Mr. McCullough takes an unvarnished look at our past, not through
rose-colored glasses or via a white-washed version to meet today’s standards,
but history as it was. While the emphasis is deservedly on the honor and glory
of people and the nation, he does not shy from shame.
While there is no over-riding theme, his speeches celebrate the men and
women and the events in which they were involved, all of which make up our
common history. He reminds students at Ohio University in 2004 that history is
the study of people living in what was their present: “No one lived in the past, only the present.” Lincoln knew his
Emancipation Proclamation was the right thing to do, but it is only us, a
hundred and fifty years later, who can see the fruits of his wisdom and
efforts. “Let us not look down on anyone
from the past,” he told students at Dickenson, “for not having the benefit of what we know.” He has a rare ability
to link historical figures. For example, in a speech at Lafayette College
commemorating the 250th birthday of the Marquis de Lafayette, he
segues from Lafayette to Cole Porter, and John Singer Sargent to Thomas
Jefferson. Paris is the common denominator.

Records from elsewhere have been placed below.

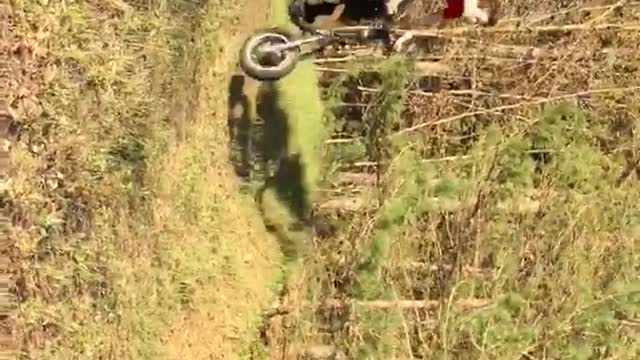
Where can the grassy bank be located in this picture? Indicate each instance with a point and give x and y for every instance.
(131, 239)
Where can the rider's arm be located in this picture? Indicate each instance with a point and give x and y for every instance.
(296, 15)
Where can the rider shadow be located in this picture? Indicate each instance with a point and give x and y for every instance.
(239, 124)
(259, 137)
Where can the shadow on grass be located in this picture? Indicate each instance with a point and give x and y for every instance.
(259, 146)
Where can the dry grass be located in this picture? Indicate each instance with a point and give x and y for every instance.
(509, 180)
(128, 236)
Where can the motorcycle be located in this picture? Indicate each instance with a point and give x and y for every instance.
(273, 53)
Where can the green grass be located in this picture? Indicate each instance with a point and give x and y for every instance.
(139, 241)
(293, 135)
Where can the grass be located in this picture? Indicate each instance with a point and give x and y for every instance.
(131, 237)
(291, 131)
(498, 217)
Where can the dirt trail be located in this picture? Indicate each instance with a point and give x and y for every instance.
(205, 332)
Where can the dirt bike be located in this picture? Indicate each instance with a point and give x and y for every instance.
(271, 54)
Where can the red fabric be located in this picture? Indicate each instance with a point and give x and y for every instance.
(455, 9)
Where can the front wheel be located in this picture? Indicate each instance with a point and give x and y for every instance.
(258, 61)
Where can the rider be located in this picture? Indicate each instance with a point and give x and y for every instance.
(304, 12)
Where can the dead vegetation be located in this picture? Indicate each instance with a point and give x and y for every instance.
(508, 180)
(117, 241)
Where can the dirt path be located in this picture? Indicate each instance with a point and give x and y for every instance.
(225, 331)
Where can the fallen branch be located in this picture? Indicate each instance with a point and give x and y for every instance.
(514, 106)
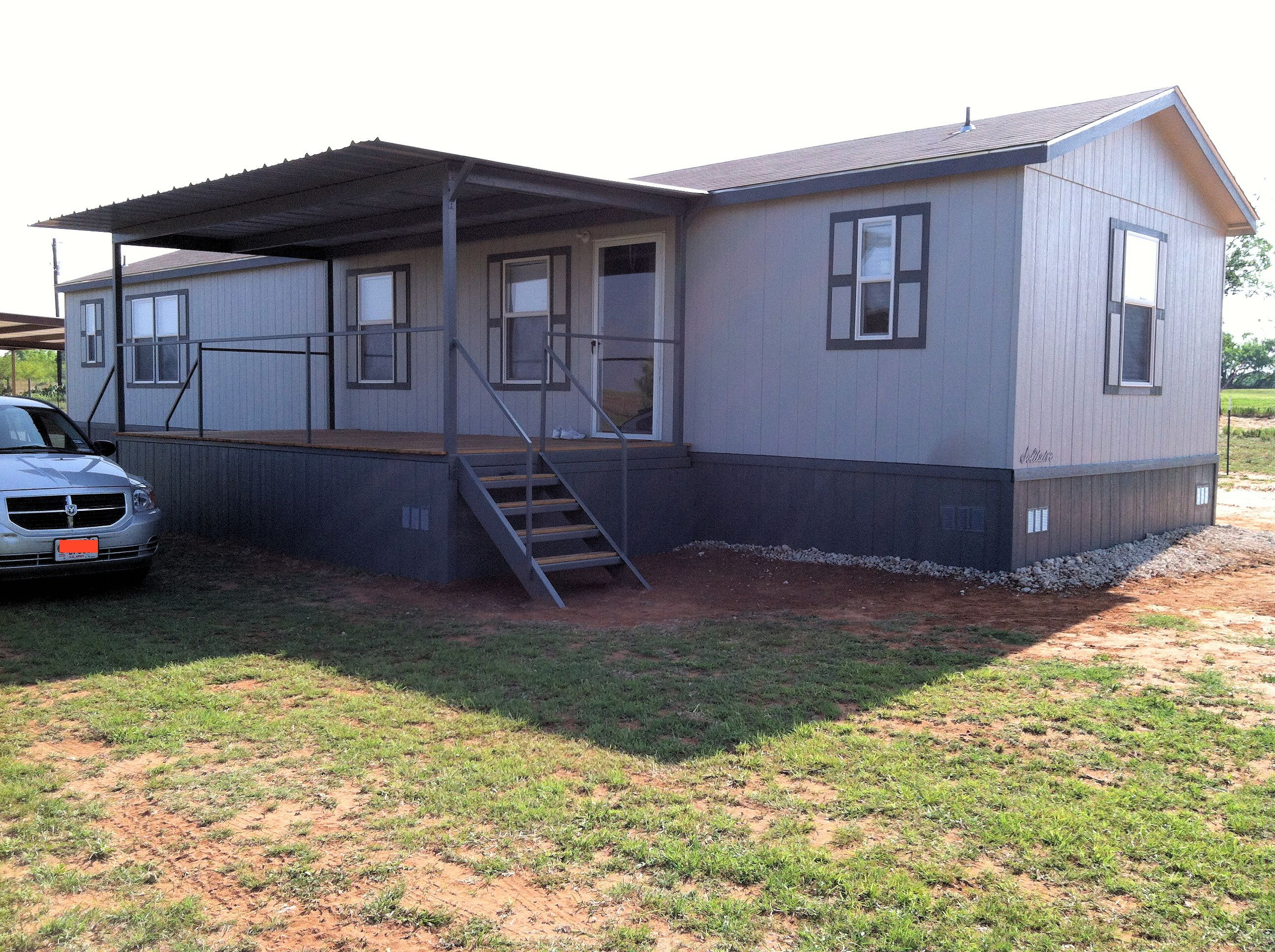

As much as anything, he emphasizes education, reading, and on why me
must continue to learn. “Make the love of
learning central to your life,” he tells students at Boston College. “What a difference it can mean.” In a
gesture that particularly appeals to me, Mr. McCullough dedicates this book to
his nineteen grandchildren, a loving legacy to those lucky children who carry
within them the genes of a man who loves learning and who is still, after all
these years, awed by the landscape that is our past.